Peribiliary cysts are a poorly recognised disease in clinical practice and misdiagnosis with consecutive false treatment has been reported [19,20]. Common incorrect diagnosis include Caroli’s disease or intrahepatic cholangiocarcinoma [8,16,21,22]. A systematic review revealed an misdiagnosis by imaging modalities in 38% of cases and therapeutic mistreatments in 36% of Type I and III peribiliary cysts [2].

In our patient, although Nakanuma cysts were diagnosed after surgical procedure only, the treatment was appropriate. Observation of the known stricture and poststenotic dilatation of the left bile duct was performed after negative cytology in ERCP as long as the patient stayed asymptomatic. Surgical intervention became necessary after ten years due to recurrent cholangiosepsis.

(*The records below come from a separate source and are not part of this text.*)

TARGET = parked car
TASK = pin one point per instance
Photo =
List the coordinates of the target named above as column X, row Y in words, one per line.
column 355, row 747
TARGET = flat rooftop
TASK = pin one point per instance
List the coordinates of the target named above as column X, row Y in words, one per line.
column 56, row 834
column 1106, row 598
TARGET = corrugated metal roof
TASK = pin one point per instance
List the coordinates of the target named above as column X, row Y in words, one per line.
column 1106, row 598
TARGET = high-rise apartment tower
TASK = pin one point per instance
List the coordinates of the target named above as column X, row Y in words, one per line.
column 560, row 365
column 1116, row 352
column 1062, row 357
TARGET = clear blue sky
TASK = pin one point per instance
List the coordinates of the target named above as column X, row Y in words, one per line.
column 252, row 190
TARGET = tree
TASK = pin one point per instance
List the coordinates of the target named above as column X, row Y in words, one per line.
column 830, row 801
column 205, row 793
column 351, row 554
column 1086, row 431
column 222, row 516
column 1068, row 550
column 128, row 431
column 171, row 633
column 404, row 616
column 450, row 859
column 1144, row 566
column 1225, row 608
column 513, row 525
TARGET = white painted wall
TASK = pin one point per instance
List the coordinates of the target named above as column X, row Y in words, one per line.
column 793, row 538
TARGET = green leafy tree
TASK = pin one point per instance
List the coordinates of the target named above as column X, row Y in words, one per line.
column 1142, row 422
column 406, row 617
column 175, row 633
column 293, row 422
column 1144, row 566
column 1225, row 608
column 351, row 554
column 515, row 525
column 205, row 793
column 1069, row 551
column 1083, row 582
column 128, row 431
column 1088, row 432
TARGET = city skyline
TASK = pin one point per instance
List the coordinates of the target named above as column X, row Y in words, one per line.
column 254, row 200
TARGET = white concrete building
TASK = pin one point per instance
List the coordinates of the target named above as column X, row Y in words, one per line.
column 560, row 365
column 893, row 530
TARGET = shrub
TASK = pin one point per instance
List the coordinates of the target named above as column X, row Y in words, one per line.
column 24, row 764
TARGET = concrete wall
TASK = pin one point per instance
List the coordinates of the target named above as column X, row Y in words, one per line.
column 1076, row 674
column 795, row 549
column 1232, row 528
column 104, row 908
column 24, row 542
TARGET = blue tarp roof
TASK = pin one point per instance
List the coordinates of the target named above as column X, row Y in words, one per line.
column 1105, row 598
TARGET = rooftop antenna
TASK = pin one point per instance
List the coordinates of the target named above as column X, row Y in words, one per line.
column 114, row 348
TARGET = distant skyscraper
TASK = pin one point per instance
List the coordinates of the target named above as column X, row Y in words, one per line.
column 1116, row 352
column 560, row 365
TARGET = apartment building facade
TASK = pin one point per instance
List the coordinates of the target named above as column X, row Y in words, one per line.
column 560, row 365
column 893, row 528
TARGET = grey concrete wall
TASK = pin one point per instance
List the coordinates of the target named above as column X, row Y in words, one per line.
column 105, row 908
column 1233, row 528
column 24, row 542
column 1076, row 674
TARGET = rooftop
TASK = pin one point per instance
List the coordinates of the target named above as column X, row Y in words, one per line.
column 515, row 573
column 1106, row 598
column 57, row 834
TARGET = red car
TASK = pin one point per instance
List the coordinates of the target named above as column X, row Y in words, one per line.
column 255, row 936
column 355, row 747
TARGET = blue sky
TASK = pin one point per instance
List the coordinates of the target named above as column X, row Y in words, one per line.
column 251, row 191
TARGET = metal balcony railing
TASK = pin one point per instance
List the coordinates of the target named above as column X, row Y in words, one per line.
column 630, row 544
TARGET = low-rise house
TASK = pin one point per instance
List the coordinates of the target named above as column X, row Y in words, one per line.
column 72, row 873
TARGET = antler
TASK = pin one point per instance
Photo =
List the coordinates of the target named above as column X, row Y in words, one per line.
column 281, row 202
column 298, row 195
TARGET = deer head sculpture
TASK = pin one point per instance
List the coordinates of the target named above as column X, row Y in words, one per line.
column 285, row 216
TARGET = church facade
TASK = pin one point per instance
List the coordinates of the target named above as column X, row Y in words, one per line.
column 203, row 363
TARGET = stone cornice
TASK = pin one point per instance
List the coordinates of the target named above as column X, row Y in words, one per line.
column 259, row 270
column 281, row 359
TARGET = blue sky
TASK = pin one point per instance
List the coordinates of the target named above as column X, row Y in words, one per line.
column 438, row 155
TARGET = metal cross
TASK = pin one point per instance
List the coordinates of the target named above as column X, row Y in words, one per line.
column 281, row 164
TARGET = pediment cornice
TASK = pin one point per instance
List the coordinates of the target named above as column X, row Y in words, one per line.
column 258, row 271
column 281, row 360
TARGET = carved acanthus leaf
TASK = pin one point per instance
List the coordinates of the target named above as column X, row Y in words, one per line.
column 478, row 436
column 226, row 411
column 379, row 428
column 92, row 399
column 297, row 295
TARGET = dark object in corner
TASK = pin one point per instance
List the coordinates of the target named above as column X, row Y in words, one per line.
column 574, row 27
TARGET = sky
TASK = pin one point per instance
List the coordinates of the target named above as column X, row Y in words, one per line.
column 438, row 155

This case report aims to raise awareness of peribiliary cysts in clinical practice. They should be considered as a potential cause of bile duct obstruction and kept in mind as a differential diagnosis to Caroli’s disease and cholangiocarcinoma on imaging. Correct diagnostic is crucial to avoid misdiagnosis and subsequent overtreatment.

Abbreviations: ADPKD: Autosomal Dominant Polycystic Kidney Disease; ADPLD: Autosomal Dominant Polycystic Liver Disease; AIH: Autoimmune Hepatitis; CA 19-9: Carbohydrate Antigen 19-9; CECT: Contrast-Enhanced Computer Tomography; CT: Computer Tomography; DIC-CT: Drip Infusion Cholangiographic Computer Tomography; ERCP: Endoscopic Retrograde Cholangiopancreatography; IPMN: Intraductal Papillary Mucinous Neoplasm; MRCP: Magnetic Resonance Cholangiopancreatography; MRI: Magnetic Resonance Imaging; PBC: Primary Biliary Cholangitis; PKD1: Polycystic Kidney Disease Gene 1; PKD2: Polycystic Kidney Disease Gene 2; SLE: Systemic Lupus Erythematosus; Sjs: Secondary Sjögren’s Syndrome.

Conflict of interest: The authors have no conflict of interest to disclose.

Data availability: All patient data related to this case report is available on request.

Ethical statement: The patient provided informed consent for the presentation of the case and visual material.